Song Zihan, Hwang Gyo-Yeob, Zhang Xin, Huang Shan, Park Byung-Kwon
Dong-A University, Busan, 49315, Republic of Korea.
Sci Rep. 2025 Jan 10;15(1):1608. doi: 10.1038/s41598-025-85715-7.
The exponential growth of scientific articles has presented challenges in information organization and extraction. Automation is urgently needed to streamline literature reviews and enhance insight extraction. We explore the potential of Large Language Models (LLMs) in key-insights extraction from scientific articles, including OpenAI's GPT-4.0, MistralAI's Mixtral 8 × 7B, 01AI's Yi, and InternLM's InternLM2. We have developed an article-level key-insight extraction system based on LLMs, calling it ArticleLLM. After evaluating the LLMs against manual benchmarks, we have enhanced their performance through fine-tuning. We propose a multi-actor LLM approach, merging the strengths of multiple fine-tuned LLMs to improve overall key-insight extraction performance. This work demonstrates not only the feasibility of LLMs in key-insight extraction, but also the effectiveness of cooperation of multiple fine-tuned LLMs, leading to efficient academic literature survey and knowledge discovery.

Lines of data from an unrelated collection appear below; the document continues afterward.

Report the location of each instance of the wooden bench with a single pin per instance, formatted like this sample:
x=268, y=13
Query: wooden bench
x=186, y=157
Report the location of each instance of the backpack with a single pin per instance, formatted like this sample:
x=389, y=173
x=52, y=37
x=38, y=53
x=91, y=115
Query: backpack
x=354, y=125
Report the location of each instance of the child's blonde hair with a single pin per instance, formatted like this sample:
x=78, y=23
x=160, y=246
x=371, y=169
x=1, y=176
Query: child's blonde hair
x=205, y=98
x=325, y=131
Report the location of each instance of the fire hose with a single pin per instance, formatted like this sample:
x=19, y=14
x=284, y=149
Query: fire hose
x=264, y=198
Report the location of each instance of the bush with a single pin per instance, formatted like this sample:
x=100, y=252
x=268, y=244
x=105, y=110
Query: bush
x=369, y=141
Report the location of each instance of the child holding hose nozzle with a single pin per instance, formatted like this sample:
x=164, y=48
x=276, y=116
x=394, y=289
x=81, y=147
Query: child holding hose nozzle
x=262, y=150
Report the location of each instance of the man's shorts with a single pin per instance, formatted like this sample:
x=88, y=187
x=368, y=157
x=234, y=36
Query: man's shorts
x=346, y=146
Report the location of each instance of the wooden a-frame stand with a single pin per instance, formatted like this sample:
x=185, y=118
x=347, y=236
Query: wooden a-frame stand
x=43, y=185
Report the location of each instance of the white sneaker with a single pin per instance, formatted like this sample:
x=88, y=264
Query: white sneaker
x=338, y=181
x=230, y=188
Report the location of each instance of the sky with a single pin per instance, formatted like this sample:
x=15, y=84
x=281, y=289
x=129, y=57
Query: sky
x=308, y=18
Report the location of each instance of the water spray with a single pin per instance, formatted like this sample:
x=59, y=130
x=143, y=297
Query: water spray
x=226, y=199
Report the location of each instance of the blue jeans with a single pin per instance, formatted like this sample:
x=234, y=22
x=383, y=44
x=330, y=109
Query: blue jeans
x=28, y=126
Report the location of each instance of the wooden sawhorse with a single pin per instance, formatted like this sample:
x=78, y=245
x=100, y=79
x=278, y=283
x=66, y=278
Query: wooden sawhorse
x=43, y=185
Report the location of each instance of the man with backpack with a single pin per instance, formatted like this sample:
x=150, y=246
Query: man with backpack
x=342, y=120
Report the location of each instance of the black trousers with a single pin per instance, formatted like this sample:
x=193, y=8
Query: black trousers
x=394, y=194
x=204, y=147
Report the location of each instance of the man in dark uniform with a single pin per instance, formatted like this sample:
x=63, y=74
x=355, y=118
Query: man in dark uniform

科学文章的指数级增长给信息组织和提取带来了挑战。迫切需要自动化来简化文献综述并增强见解提取。我们探索了大语言模型(LLMs)在从科学文章中提取关键见解方面的潜力,包括OpenAI的GPT - 4.0、MistralAI的Mixtral 8×7B、01AI的Yi和澜舟科技的InternLM2。我们基于大语言模型开发了一个文章级关键见解提取系统,将其命名为ArticleLLM。在根据人工基准评估大语言模型后,我们通过微调提高了它们的性能。我们提出了一种多模型大语言模型方法,融合多个微调大语言模型的优势以提高整体关键见解提取性能。这项工作不仅证明了大语言模型在关键见解提取方面的可行性,还证明了多个微调大语言模型合作的有效性,从而实现高效的学术文献调研和知识发现。